TalkGenes Identified for Chronic Fatigue Syndrome
Yesterday the Centers for Disease Control and Prevention announced that researchers have identified clusters of genes that appear to be involved in the development of Chronic Fatigue Syndrome. The findings, from the largest and most comprehensive clinical study to date, could lead to a better understanding of CFS.
Specifically, these findings may help with diagnosis, help with the development of treatment drugs, help understand who is at risk for CFS, and help identify preventive measures.
This research underscores both the promise of genomic research and the complexity of it. Genes are rarely a black-and-white issue, and genes rarely work alone. Identifying genes is just the beginning. Understanding how they are expressed, and the factors that affect their expression, is the next step.
Dr. Suzanne Vernon of the CDC has been quoted in the recent flurry of news coverage. She mentions a prior study that distinguished different gene activity patterns between healthy people and people with CFS, and explains: “What we have shown now is that in addition to the differences in gene activity that we know occur, there are actual differences in the genetic makeup — the DNA code — that probably results in the differences in the gene activity and also results in the manifestations of the illness itself.”
Listen to a great investigative report on NPR’s “Morning Edition”
Read news coverage, each has details about the research:
Washington Post
Los Angeles Times
New York Times
Sydney Morning Herald
Technorati Tags: genes, DNA, chronic fatigue syndrome, health, disease, genes and environment
May 16th, 2006 at 10:18 pm
Hi Lisa
Thanks for dropping by my blog. I am checking yours out tonite, as I just found your comment. Trying to figure out how someone REAL actually ended up on my site- LOL!!!
I love this whole genetic testing idea but I have a heck of a time figuring out how anyone is ever going to put what they know into practice. There are cancer genes, but no-one to test. THere are pain genes- same problem. And it is frustrating.
The whole CFS thing is intriguing- I do not have it but I just think it is too often seen as a fakers disease. Not good!!
Will snoop here now…………..
May 17th, 2006 at 12:39 pm
Hello impatient patient,
Thanks for stopping by! I absolutely agree that genetic research — and the information it provides is complicated. What do we do with it? What does it mean to you and me, our families, our neighbors? That what excites me about working in this field.
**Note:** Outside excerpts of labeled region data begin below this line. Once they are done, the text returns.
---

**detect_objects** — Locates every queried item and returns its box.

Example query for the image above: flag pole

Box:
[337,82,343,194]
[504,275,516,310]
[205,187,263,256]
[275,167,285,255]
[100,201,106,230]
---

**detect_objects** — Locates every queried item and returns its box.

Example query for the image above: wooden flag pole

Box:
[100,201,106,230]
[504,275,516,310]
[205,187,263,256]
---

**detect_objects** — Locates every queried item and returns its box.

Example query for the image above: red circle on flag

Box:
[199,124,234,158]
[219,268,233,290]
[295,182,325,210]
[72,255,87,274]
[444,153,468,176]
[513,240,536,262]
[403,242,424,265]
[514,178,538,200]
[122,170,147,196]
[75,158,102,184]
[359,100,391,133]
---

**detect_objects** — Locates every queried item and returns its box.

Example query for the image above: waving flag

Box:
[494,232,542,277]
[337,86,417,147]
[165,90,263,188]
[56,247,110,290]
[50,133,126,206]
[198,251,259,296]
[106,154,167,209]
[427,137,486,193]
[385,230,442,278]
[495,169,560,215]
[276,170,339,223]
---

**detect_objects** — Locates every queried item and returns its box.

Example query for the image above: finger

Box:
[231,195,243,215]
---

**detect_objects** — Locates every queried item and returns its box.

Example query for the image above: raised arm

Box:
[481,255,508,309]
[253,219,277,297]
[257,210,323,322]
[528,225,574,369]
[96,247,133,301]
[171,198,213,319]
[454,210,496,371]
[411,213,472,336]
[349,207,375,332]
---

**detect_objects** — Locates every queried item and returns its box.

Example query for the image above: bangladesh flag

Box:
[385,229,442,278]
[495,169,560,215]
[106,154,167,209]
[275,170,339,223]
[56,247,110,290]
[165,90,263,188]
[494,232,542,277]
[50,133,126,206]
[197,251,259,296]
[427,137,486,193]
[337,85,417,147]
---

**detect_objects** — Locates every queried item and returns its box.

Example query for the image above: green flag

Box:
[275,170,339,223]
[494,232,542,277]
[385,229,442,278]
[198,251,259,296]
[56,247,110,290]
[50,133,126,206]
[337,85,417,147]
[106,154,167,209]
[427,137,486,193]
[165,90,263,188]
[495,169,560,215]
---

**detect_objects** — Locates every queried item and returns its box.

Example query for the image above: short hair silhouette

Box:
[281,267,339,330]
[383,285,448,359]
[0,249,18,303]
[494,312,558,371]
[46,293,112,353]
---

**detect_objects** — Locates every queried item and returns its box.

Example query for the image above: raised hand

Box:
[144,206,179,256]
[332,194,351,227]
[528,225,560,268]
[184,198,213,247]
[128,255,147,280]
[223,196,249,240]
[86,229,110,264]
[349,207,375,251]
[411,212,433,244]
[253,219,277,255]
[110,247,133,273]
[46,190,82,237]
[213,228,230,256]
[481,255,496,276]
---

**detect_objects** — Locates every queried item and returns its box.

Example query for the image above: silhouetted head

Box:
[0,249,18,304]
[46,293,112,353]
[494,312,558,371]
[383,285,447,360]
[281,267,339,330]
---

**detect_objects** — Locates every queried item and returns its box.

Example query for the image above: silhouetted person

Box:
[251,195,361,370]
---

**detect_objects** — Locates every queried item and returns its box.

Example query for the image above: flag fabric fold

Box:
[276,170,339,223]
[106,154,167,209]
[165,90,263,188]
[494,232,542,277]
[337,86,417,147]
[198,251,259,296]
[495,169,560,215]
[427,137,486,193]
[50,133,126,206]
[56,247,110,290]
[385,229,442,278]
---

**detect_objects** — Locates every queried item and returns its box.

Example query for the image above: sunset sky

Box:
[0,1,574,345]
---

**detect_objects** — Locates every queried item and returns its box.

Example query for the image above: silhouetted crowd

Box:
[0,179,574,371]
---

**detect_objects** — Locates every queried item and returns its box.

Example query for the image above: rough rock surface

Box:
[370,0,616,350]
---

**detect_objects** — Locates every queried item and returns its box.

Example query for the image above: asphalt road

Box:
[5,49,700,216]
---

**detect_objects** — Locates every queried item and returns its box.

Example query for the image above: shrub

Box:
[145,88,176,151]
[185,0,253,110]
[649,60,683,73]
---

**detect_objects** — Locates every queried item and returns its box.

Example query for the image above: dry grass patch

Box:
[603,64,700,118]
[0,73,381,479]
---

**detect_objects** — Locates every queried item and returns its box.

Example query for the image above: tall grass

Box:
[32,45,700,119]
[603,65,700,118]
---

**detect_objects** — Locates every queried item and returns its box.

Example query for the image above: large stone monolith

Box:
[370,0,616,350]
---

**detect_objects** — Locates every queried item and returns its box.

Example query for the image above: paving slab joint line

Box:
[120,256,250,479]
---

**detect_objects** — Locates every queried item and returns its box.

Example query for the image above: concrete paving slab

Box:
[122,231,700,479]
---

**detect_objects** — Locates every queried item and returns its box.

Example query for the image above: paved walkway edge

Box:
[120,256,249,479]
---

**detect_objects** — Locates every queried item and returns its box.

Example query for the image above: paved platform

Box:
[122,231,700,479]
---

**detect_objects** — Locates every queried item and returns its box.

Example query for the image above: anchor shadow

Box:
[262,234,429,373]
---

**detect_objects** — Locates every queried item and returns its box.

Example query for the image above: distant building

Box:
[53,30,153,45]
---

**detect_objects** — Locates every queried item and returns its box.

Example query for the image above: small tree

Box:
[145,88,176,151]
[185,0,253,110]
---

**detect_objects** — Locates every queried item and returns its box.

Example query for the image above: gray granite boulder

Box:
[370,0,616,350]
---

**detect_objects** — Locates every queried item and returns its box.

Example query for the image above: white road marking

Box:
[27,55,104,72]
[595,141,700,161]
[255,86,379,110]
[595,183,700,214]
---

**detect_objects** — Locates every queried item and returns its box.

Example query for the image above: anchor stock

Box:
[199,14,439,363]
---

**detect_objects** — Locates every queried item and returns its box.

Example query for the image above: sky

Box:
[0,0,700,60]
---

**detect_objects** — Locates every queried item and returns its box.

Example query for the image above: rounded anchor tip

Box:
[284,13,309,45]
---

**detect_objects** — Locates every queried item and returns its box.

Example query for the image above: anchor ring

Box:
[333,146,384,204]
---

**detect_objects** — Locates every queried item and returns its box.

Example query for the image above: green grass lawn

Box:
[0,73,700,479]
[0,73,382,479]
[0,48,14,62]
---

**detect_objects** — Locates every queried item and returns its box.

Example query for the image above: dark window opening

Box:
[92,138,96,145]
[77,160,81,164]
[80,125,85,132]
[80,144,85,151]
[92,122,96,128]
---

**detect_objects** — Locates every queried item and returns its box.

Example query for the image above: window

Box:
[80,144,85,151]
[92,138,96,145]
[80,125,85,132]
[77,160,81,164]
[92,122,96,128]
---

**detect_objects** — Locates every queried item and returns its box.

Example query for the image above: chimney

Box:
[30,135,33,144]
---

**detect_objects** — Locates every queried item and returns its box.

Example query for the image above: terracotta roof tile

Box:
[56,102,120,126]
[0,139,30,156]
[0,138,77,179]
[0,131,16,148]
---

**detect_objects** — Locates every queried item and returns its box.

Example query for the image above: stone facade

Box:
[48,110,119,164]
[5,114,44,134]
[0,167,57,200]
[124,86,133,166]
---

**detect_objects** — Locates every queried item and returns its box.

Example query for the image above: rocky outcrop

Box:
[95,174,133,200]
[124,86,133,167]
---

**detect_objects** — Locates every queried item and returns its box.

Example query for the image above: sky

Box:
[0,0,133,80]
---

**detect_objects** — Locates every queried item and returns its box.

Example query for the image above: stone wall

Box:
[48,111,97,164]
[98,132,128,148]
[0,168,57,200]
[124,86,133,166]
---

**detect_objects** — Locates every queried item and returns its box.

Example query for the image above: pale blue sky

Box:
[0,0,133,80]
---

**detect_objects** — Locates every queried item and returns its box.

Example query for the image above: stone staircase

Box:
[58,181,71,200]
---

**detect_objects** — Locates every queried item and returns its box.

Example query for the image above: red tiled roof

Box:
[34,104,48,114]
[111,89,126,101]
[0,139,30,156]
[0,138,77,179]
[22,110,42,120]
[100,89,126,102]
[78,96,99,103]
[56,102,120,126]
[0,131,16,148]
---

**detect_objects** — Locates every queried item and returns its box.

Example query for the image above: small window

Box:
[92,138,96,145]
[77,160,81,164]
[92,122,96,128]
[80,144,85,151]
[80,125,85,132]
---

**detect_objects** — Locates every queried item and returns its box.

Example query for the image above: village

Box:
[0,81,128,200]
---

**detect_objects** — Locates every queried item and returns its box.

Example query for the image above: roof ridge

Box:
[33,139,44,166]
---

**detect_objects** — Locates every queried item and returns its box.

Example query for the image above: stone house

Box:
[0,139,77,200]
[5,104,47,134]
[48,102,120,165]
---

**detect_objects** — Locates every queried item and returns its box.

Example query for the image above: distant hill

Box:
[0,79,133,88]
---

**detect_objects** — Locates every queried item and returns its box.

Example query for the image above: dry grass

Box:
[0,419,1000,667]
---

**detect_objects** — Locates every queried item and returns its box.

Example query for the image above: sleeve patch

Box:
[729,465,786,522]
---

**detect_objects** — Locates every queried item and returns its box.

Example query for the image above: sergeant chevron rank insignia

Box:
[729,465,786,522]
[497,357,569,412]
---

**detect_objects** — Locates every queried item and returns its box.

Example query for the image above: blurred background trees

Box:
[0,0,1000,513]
I think the keys to genetic testing are understanding both what a test can tell you AND what it can’t.. and then, what you can do with that knowledge. People say “Knowledge is power”, and yes sometimes on it’s own knowledge is powerful. But I believe that the “power” part of that saying really comes whether you can put that “knowledge” into practice.
January 8th, 2007 at 7:01 pm
hi,
I think the 16 to 32 genes that are over and under expressing in CFIDS are changed by a virus that is probably as yet undetected although some researchers in the past have detected a new virus in CFIDS in vitro but the results haven’t been duplicated and one of the main researchers, Dr. DeFreitas became bedridden with CFIDS herself and could no longer continue her research.
http://www.ncf-net.org/forum/NCFDisclosureSpring04.htm
kris
January 10th, 2007 at 12:14 pm
Hi Kris, thanks for the comment. I wouldn’t be surprised if gene expression that affects CFIDS is correlated with a virus or similar agent. For example, the recent discovery of how the human papillomavirus affects cervical cancer risk has changed our understanding of cervical cancer, prevention strategies, and medical guidelines.